いや、そうではない。この男は、タイオスを越えて道の向こうに行きたいとは、思っていない。
「用」
少し高い声が言った。
年の頃は、三十前後と見える。わずかにきらめきを見せる茶金の髪は長く、後ろできちんと束ねられているようだった。それは決して、不精をして伸びてしまったというのではなく、意図的な洒落っ気でもって作られた髪型だ。
「そう。用がある」
男は繰り返し、タイオスははっとなった。
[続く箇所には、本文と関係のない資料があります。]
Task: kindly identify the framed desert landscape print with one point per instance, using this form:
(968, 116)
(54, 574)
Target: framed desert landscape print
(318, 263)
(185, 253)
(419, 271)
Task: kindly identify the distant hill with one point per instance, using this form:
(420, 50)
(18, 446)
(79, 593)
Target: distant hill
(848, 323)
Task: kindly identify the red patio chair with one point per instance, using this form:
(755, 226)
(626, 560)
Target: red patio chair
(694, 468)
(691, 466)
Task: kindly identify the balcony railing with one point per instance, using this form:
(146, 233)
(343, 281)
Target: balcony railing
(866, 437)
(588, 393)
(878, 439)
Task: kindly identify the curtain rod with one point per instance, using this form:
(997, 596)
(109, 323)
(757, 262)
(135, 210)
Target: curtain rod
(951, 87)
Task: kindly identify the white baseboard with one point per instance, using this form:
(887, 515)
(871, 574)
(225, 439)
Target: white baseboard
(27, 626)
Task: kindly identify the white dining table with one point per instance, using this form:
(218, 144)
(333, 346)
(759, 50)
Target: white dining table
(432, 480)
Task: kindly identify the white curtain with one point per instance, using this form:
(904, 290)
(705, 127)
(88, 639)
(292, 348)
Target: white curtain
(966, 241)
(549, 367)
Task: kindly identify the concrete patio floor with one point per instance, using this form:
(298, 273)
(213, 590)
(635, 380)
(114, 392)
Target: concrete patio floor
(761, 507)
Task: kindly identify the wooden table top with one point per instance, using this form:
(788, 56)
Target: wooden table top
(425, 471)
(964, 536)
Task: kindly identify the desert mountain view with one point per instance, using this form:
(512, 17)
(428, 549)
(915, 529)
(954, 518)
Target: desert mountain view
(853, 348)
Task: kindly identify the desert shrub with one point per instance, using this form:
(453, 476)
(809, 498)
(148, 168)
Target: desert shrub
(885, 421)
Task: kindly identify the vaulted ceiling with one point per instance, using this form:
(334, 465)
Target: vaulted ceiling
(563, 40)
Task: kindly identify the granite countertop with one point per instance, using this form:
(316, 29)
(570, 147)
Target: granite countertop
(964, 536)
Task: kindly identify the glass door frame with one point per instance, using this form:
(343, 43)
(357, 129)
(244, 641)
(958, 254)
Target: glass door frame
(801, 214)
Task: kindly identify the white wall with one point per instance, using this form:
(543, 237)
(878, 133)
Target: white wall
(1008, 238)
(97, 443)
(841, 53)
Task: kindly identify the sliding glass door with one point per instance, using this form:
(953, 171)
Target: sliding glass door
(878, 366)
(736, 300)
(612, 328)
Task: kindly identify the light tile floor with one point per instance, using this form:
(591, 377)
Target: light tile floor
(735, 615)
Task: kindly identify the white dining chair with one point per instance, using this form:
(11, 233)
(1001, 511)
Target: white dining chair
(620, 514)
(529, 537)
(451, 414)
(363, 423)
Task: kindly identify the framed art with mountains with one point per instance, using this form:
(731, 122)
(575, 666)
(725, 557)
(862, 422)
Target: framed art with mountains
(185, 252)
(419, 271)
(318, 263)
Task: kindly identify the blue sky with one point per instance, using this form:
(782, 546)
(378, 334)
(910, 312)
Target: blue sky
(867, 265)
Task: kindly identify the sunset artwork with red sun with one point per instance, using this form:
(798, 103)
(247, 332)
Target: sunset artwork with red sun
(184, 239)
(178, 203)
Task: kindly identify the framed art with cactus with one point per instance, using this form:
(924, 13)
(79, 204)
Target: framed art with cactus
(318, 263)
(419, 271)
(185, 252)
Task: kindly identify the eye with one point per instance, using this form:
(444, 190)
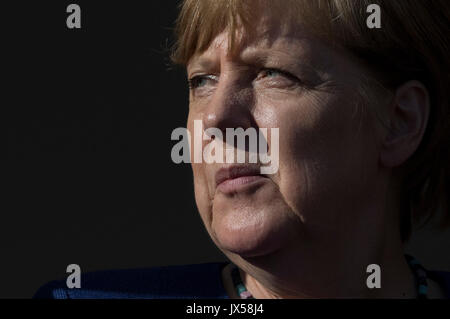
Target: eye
(274, 73)
(199, 81)
(271, 73)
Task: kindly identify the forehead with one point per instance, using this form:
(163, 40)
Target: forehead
(266, 41)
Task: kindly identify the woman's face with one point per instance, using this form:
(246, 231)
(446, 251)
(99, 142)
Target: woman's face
(328, 153)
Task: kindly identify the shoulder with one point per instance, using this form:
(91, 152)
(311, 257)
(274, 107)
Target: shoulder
(442, 278)
(186, 281)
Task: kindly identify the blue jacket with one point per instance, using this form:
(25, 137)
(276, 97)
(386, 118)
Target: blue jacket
(202, 281)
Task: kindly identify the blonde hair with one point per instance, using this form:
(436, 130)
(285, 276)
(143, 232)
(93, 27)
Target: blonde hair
(412, 44)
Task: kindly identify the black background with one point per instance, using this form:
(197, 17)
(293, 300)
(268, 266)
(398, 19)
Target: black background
(87, 176)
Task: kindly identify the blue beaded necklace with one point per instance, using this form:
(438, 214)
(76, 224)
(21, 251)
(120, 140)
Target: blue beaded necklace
(419, 272)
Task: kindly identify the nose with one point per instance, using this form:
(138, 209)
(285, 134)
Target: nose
(230, 106)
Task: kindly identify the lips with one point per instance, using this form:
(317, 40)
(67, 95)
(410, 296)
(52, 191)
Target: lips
(236, 177)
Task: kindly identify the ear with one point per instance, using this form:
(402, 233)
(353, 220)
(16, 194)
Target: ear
(408, 117)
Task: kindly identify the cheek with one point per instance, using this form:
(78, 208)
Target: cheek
(320, 155)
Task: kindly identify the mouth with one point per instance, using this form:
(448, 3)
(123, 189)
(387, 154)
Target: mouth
(237, 178)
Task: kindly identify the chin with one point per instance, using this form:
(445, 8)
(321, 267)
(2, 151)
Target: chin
(250, 239)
背後に、誰かがいた。
戦士が気づいたときには、しかしもう遅かった。反射的に広刃の剣に手を伸ばしながら振り向けば、細い剣の切っ先がぴたりと彼の喉元に当てられていた。
「……おい」
ぎくりと身を固くしながら、彼は声を出した。
「何、考えてんだ。追い剥ぎにゃ、見えないんだが」
町の壁のなかで抜剣すれば、罰せられる。法律は街町によって異なるが、このことだけは、ほとんどの場所で通用する原則だ。
もっとも、自衛のために応戦するのは、犯罪ではない。おとなしく金を奪われるか殺されるかと言うだけであれば、襲った者勝ちである。
何であれ、普通は、こうして胸当てを身につけ、腰に剣を帯びる戦士を襲う盗賊などいない。しかし、裏路地で見知らぬ相手に前触れもなく剣を突きつける、それは追い剥ぎ行為としか見えなかった。
しかし――そうは見えないのだ。
いまはタイオスの背後となった男の、金のありそうな様子。改めて彼の前方にいる銀髪の男は、二十歳前後と若いが腕のいい剣士だ。ぶれない切っ先と、射抜くような緑の瞳は、それが戦いを知る者だと語っていた。
「お前の金になど興味はない」
鼻を鳴らして、背後の男が言った。かつん、かつん、と石畳が鳴って、男が近づいてくるのが判った。
「問題は」
茶金の長髪を持つマントの男は、すぐ後ろにまで迫っていた。
「これだ」
くん、と腰の辺りが引っ張られた。均衡を崩すほどではなかったが、思いがけぬ場所にかかった力に、タイオスは戸惑う。
財布ならば、左腰手前。
男の引いた右腰の後ろには、何も身につけていない。
「これ見よがしに身につけて歩くとはな。ここまで我らが追ってきていないとでも思ったか? ずいぶんと甘く見られた」
「はあ? 何を言ってる」
切っ先が気にはなったが、殺気はない。いきなりぶすりとやられることはないと判断すると、タイオスはゆっくり振り返った。
「両手を上げろ」
鋭い声音で、剣士が言った。背後から剣を突きつけられているのはよく判る。渋々とタイオスは従った。